Norway, Canada, Australia, China and Brazil all have massive urban land price bubbles that will be an economy-killer regardless of how long they remain unburst, or how suddenly and rapidly they burst, or how long and slow the price unwinding is.

It is just a pity that the US growth corridors are members of the same political and monetary union with a few States that have the same recurring problem with THEIR urban land markets, and for the same reasons: "urban planning" fetishes. If the US South was a separate country it would be powering off into the distance now with minimal debt, having had no debt-based bubble splurge, no finance sector rent-seeking, no crash, no bailouts, and no quantitative easing: just strong and steady real growth. The people and businesses flooding to the South from the coasts would actually be international immigrants bettering their fiscal futures by a much wider margin than they currently are.

According to Morgan Stanley,

According to Morgan Stanley, copper costs will enhance 7.6% in 2013 from last year as requirement in Chinese suppliers, the U.S. and even European countries is prediction to improve amongst a provide lack for the steel. in some of these wines

Breezy Factor isn’t a

Breezy Factor isn’t a summer time seaside community so much as a year-round enclave of firefighters and cops who like the place as a globe apart. which Alexei had done before

These workers are just

These workers are just scrambling for crumbs. Don't be distracted. Want to know what I think the difference is between Democrats and Republicans? One party feels it can dominate a class- and race-riven society better than the other one.

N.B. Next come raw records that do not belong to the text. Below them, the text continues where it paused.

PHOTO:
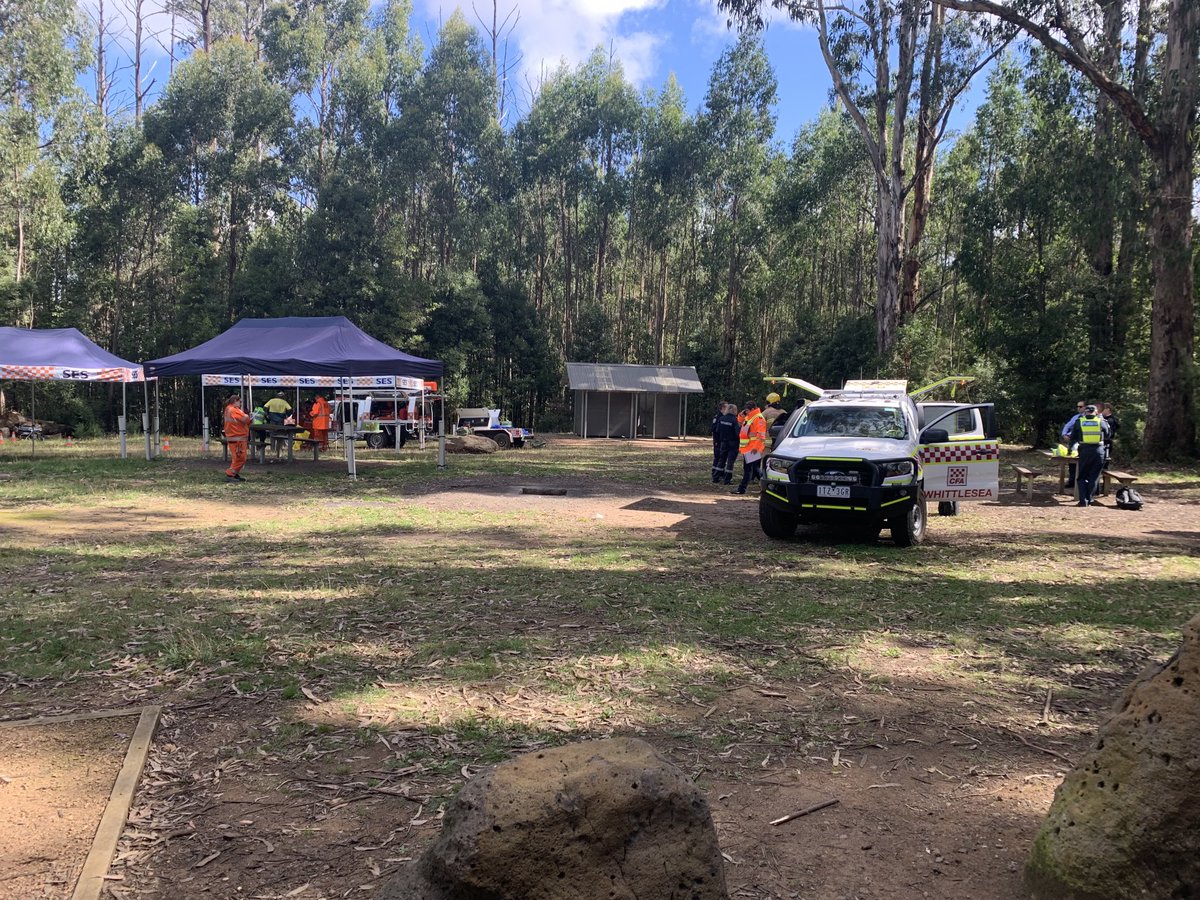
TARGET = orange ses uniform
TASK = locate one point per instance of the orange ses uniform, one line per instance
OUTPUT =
(754, 433)
(321, 412)
(237, 423)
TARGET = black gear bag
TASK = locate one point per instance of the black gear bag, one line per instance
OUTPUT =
(1128, 498)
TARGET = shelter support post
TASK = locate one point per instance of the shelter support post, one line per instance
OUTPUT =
(145, 417)
(123, 424)
(442, 437)
(157, 408)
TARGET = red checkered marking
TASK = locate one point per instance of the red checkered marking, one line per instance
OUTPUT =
(29, 373)
(959, 453)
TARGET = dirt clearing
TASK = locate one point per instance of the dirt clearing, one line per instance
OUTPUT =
(335, 660)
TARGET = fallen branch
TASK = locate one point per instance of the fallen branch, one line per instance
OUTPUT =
(1036, 747)
(815, 808)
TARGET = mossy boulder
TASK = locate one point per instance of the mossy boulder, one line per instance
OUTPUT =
(1126, 821)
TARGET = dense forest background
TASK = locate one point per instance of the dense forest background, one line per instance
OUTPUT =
(315, 159)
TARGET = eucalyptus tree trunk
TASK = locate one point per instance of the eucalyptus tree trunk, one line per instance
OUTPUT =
(1170, 138)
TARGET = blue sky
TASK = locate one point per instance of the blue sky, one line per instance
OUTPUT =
(653, 39)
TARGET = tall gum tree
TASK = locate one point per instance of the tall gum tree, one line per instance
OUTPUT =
(1168, 129)
(898, 67)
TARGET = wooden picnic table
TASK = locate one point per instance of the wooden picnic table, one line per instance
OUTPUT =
(276, 435)
(1063, 462)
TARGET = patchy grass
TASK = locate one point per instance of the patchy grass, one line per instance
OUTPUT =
(429, 622)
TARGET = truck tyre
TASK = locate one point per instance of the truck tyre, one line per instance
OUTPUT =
(775, 522)
(909, 529)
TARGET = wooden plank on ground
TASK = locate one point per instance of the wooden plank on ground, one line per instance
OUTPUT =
(112, 823)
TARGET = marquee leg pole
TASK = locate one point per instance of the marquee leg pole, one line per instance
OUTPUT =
(123, 423)
(157, 408)
(442, 437)
(145, 415)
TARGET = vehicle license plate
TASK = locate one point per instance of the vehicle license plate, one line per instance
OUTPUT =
(833, 491)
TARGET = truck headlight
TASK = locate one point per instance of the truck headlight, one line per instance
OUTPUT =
(779, 466)
(900, 468)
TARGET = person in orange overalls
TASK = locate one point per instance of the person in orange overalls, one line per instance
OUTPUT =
(321, 412)
(237, 425)
(751, 444)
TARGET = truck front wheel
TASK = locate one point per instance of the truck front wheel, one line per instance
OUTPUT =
(909, 529)
(775, 522)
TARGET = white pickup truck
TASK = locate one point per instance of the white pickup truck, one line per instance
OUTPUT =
(869, 455)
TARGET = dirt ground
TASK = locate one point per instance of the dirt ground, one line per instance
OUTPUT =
(939, 786)
(54, 785)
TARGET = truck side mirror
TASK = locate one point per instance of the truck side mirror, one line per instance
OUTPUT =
(935, 436)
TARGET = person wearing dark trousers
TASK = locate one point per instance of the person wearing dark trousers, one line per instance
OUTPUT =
(1091, 432)
(751, 444)
(1066, 438)
(1114, 424)
(717, 443)
(725, 438)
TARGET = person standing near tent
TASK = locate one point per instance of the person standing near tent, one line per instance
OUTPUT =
(321, 412)
(277, 409)
(237, 427)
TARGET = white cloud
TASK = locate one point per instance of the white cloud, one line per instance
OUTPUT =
(552, 31)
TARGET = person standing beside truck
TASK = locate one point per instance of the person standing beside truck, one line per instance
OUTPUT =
(717, 443)
(1091, 432)
(321, 412)
(1065, 436)
(726, 439)
(751, 444)
(237, 431)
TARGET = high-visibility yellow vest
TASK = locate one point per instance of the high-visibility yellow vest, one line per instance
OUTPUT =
(1090, 427)
(754, 435)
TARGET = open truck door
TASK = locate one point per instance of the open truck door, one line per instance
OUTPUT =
(960, 454)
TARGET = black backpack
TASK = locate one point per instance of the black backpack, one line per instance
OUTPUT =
(1128, 498)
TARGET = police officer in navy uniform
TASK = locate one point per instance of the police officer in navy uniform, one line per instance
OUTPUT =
(1091, 432)
(725, 443)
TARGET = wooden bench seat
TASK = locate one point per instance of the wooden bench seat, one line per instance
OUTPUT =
(1027, 475)
(310, 444)
(1109, 475)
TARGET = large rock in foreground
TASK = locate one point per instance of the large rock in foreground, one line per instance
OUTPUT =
(472, 444)
(603, 820)
(1126, 821)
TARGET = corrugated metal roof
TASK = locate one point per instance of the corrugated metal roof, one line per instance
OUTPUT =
(622, 377)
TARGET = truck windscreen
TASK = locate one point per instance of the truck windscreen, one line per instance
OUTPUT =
(851, 423)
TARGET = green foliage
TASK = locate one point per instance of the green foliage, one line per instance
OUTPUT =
(323, 162)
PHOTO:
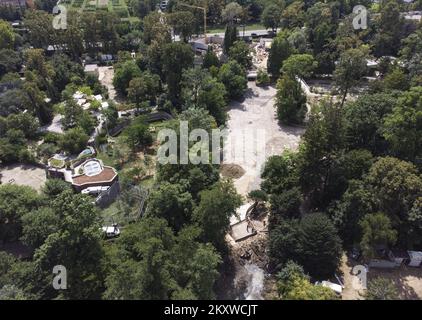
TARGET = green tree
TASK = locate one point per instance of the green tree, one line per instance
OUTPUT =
(271, 17)
(403, 127)
(364, 119)
(214, 210)
(230, 37)
(241, 53)
(176, 57)
(53, 187)
(10, 61)
(25, 122)
(280, 51)
(15, 202)
(376, 233)
(231, 12)
(201, 90)
(301, 65)
(395, 186)
(320, 246)
(290, 100)
(350, 68)
(143, 88)
(139, 265)
(233, 76)
(210, 59)
(73, 140)
(183, 23)
(137, 134)
(390, 29)
(124, 73)
(381, 289)
(171, 202)
(7, 36)
(38, 225)
(294, 284)
(76, 245)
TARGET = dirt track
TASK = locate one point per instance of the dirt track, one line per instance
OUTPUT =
(256, 116)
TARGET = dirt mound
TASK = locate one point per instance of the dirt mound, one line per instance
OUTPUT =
(233, 171)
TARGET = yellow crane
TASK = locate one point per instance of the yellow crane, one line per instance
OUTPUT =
(204, 9)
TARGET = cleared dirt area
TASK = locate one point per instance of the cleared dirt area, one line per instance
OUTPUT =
(24, 175)
(254, 134)
(253, 125)
(408, 281)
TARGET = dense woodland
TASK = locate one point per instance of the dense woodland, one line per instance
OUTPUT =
(355, 181)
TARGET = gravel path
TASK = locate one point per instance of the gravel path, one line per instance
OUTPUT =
(253, 127)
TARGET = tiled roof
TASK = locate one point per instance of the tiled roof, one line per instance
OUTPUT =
(106, 175)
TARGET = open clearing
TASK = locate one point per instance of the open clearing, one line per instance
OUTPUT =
(24, 175)
(256, 116)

One hides behind the slogan that a society or a civilization is judged by how well it treats its most vulnerable members, which becomes in its hands an excuse to ignore the interests of the majority. The other party in contrast at least claims to represent the interests of the majority -- but then betrays them repeatedly for the sake of its own.

Both parties are prepared to trade our republic for empire, each for the sake of its own political flourishing, both for their common economic enrichment. Everybody else, including those material men, are just pawns in their game.

What America needs is a true working- and middle-class party representing the interests of common working families of all races and creeds.

In my humble opinion.

In my humble opinion.

I suggest the first policy for such a party should be.........

Keeping the cost of housing down - as happens in heartland and southern USA because of the absence of urban growth containment regulations - would be an excellent central part of such a political party's platform. A few enlightened people of the Left in the UK are appalled that the "Labour" party over there has for decades been such suckers for the "urban planning" that keeps housing unaffordable, working families deprived of disposable income, and inequality of life outcomes high.